Sebaliknya kesiapsiagaan angkatan perang suatu negara bisa dikatakan sudah masuk tahapan peperangan padahal sama sekali belum meletus pertempuran?
Tujuan perang atau politik bisa terwujud ketika salah satu kalah total atau menang mutlak atas musuhnya. Kedua, lewat persetujuan politik di meja perundingan. Ketiga, ketika ketika suatu negara melalui pendayagunaan sarana-sarana nonmiliter, mampu memperdaya negara sasaran sehingga tujuan perang bisa diwujudkan tanpa penggunaan sarana-sarana militer atau alat persenjataan.
Tanpa melihat kaitan antara pertempuran, peperangan dan persetujuan politik dalam satu totalitas, maka kita dengan mudah terjebak pada penglihatan seolah-olah pertempuran lebih penting daripada tujuan perang/tujuan politik itu sendiri.
Padahal dalam konsepsi Perang Total atau yang kami istilahkan Perang Asimetris, politik negara adalah rahim darimana perang dilancarkan dan diorganisir. Dengan begitu politik menetapkan garis-garis besar yang harus ditempuh oleh perang. Dan arti dari perang dalam lingkup yang luas, seperti dikatakan oleh Clausewitz, tiada lain merupakan kelanjutan dari politik dengan menggunakan cara lain.

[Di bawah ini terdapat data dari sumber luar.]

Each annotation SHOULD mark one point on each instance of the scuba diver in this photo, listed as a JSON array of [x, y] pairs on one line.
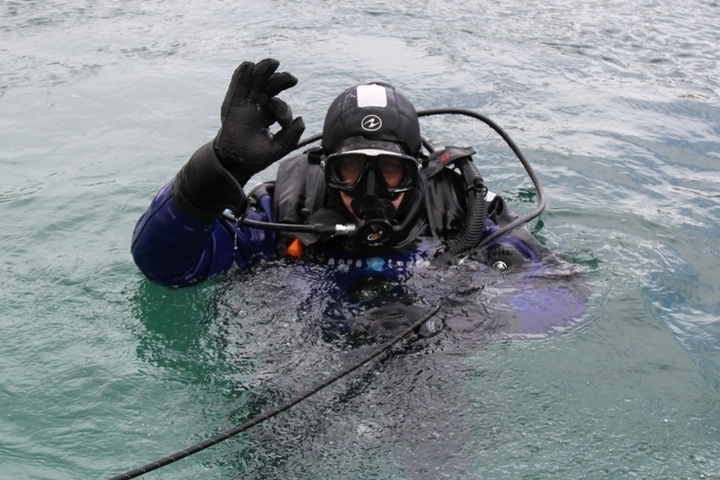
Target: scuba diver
[[367, 202]]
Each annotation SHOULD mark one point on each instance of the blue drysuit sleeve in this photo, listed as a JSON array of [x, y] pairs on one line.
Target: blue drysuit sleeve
[[172, 249]]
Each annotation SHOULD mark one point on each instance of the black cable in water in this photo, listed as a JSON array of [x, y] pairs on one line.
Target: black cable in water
[[374, 352]]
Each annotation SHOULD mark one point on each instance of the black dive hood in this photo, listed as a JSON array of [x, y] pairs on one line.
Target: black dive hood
[[378, 231]]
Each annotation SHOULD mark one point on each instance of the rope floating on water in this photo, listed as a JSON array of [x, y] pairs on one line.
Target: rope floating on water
[[373, 353]]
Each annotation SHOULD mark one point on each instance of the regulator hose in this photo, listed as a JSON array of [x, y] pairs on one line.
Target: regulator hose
[[474, 226], [370, 355]]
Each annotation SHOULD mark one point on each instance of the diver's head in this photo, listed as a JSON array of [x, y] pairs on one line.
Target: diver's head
[[371, 147]]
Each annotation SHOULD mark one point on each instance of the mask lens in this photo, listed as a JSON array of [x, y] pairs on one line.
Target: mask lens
[[350, 169], [346, 171]]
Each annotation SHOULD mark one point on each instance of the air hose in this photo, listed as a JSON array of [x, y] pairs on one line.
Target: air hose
[[474, 226], [372, 353]]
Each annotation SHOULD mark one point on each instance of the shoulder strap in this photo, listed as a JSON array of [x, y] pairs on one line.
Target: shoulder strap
[[299, 190]]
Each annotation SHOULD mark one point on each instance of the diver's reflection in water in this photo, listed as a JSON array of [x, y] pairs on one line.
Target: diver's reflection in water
[[281, 327]]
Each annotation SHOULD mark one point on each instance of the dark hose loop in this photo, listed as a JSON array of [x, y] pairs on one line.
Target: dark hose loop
[[474, 225]]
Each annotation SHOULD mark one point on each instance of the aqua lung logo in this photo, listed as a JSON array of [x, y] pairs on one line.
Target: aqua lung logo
[[371, 123]]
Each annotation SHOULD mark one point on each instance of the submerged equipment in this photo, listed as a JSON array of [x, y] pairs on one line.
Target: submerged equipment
[[370, 355], [377, 219]]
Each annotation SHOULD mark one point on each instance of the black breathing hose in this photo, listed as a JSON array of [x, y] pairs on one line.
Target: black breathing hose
[[516, 150], [474, 226], [373, 353]]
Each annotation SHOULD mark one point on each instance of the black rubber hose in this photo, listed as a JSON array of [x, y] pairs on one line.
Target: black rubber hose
[[373, 353]]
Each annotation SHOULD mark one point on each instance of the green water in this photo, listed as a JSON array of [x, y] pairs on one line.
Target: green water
[[616, 104]]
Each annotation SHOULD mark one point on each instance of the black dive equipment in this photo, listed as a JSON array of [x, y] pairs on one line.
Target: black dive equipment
[[376, 229]]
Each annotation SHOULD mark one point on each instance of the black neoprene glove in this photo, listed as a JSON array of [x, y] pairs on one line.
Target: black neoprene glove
[[245, 145], [213, 178]]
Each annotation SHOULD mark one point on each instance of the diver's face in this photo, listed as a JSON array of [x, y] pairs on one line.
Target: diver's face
[[347, 200], [351, 167]]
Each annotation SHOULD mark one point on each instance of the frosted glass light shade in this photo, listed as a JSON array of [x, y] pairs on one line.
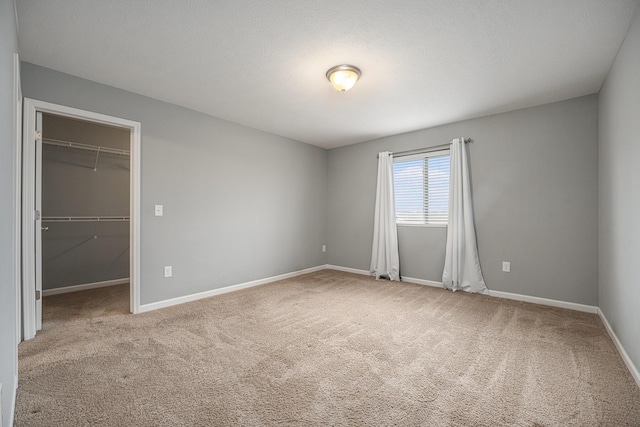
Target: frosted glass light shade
[[343, 77]]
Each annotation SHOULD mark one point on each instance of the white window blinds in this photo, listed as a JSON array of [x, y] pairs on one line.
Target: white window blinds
[[421, 187]]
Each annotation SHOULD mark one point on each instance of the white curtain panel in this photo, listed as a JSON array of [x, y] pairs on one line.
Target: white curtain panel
[[461, 265], [385, 261]]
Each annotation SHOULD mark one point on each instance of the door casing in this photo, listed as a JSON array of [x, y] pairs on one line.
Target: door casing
[[31, 320]]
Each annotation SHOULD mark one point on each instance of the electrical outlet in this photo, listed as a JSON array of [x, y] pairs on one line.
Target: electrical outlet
[[506, 266]]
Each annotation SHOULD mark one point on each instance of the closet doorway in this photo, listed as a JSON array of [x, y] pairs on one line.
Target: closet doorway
[[85, 218], [80, 246]]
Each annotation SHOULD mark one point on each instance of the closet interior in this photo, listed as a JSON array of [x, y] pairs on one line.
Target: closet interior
[[85, 217]]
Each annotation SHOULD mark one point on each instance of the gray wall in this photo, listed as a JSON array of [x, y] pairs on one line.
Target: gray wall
[[619, 129], [239, 204], [8, 273], [70, 187], [535, 181]]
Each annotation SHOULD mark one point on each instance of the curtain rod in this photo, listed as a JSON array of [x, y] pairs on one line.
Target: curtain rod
[[424, 150]]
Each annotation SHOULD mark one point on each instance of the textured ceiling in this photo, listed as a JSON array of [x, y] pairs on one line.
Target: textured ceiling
[[262, 63]]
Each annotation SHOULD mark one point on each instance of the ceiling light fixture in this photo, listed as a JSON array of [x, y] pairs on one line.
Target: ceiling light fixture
[[343, 77]]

Berarti, perang dalam arti seluas-luasnya, bukan melulu soal menyusun rencana militer saja. Di sinilah akar pembedaan dari konsep perang konvensional/perang menggunakan sarana militer, dan konsepsi perang total yang juga melibatkan sarana-sarana nirmiliter.
Dalam peperangan, ada kalanya metode politik lebih penting daripada metode militer, atau sebaliknya. Tergantung karakteristik negara yang dihadapi, maupun kondisi obyektif negara sasaran.
Lantas bagaimana menghadapi perang total yang bersifat non-fisik? Clausewitz punya dalil yang cukup menginspirasi:
“Kekuatan fisik ibarat tangkai kayu, akan tetapi kekuatan moral ibarat mata yang berkilat dari dari ujung pedang.” Artinya, kekautan moral dan jiwa merupakan komponen paling penting dan utama dalam sistem pertahanan rakyat semesta menangkal perang total/perang asimetris yang dilancarkan pihak lawan.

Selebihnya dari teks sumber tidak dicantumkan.